Glass Mountain Ridge, Waucoba Mountain
By: John Vitz
Fearful that once again we fearless leaders (fearful and fearless are interchangeable would be left with no poor, defenseless bodies to shepherd around the desert, all six of our friends were coerced into accompanying us on this trip. Upon arriving at the meeting place we were besieged by some 22 restless desert peakers, many of whom had been anxiously awaiting our arrival for hours. They were led by John Linden who feels that 6:30 is a late meeting time.
We caravaned towards Westward Pass and continued on the Saline Valley Road to Whippoorwill Flats on the east side of Waucoba. The 25 miles of good dirt road had managed to eat one tire. The 3800 foot gain was negotiated with little trouble and we arrived at the summit for a late lunch. Beautiful stands of ponderosa and bristlecone cover the east flank and summit of the range in this area. While no where as difficult as the more southern peaks in the Inyos, Waucoba is a more pleasant area and offers superb views into the Palisade region of the Sierra. We returned to the roadhead, which is a fairly nice camping area, in the late afternoon and left for Big Pine in shifts.
As leaders, we felt it was our duty to let everyone else go first back over the dirt road, which gave us ample time to raid the ice chest. After regrouping in Big Pine, we started north through Bishop and continued to the northeast side of Glass where two newcomers were encountered. They had scouted the area and found a beautiful campsite, complete with wood and water. By this time it was almost dark and so most people crashed immediately after dinner. One of the new guys was from the Southeast Chapter - out to spy on us or something. After antagonizing a few of us for a while (either accidentally or purposefully) he retired. However, we managed to continue the campfire until the ice chest went dry and thereby achieved some measure of revenge as he was "sleeping" nearby.

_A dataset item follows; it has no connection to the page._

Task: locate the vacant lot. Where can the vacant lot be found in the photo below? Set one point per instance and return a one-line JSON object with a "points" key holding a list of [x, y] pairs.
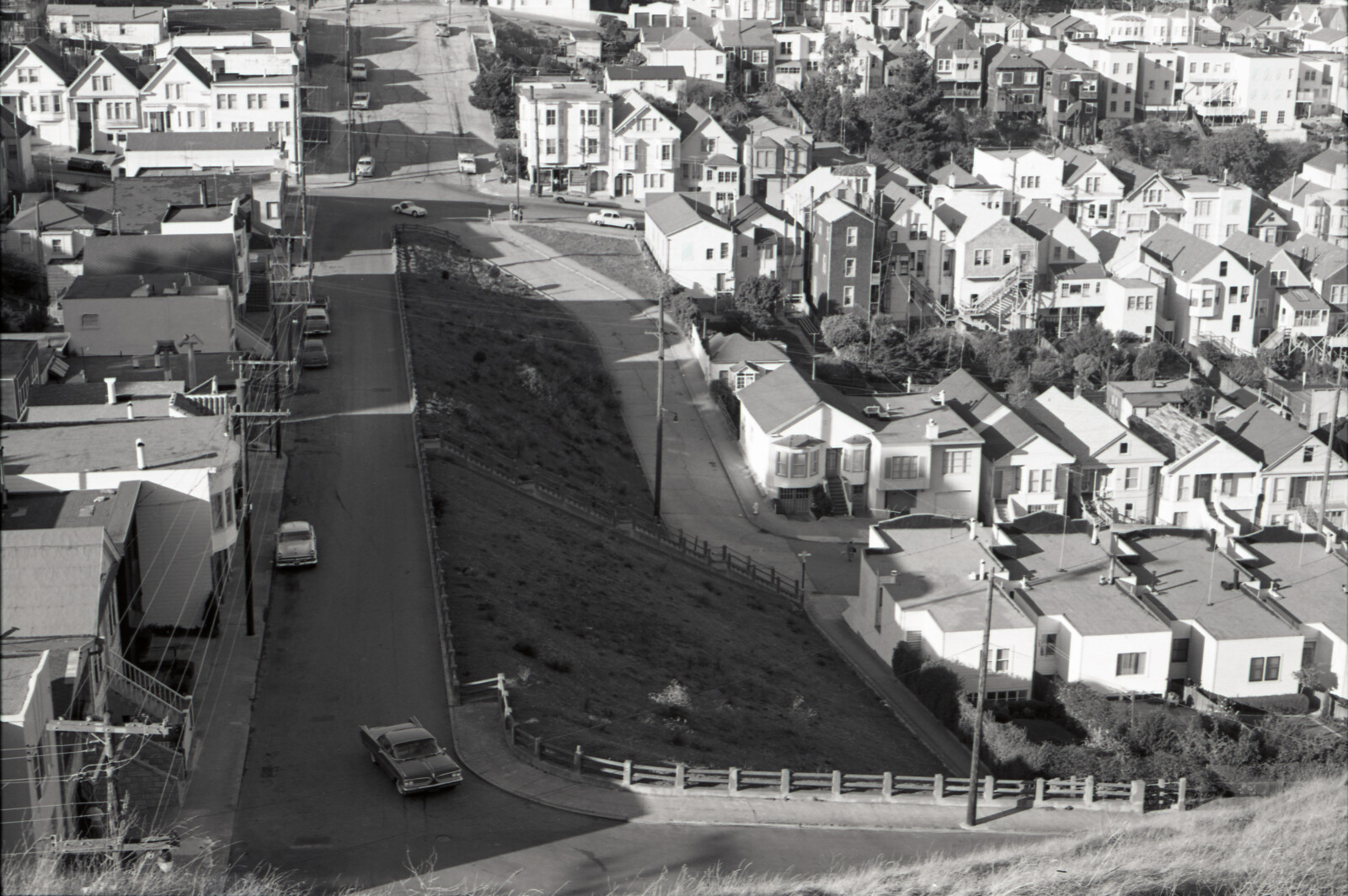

We arose dull and late on Sunday and after breakfast moved the parade to the roadhead at Sawmill Meadow. A quick run up the sores and snow led us to the south summit in good time. The summit plateau was covered with large patches of snow which enhanced its crud heap appearance remarkably. The weather was again perfect and the Sierra from the Palisades to Yosemite was in fine display. Most everyone chose to cross to the north summit before sliding down the scree to the cars. Sam Fink was still raring to go, so he departed for Bridgeport to do Patterson while everyone else split for home. We returned to Bishop over dirt roads leading from near Benton Hot Springs onto the volcanic tableland north of Bishop. It looks like a good area to explore.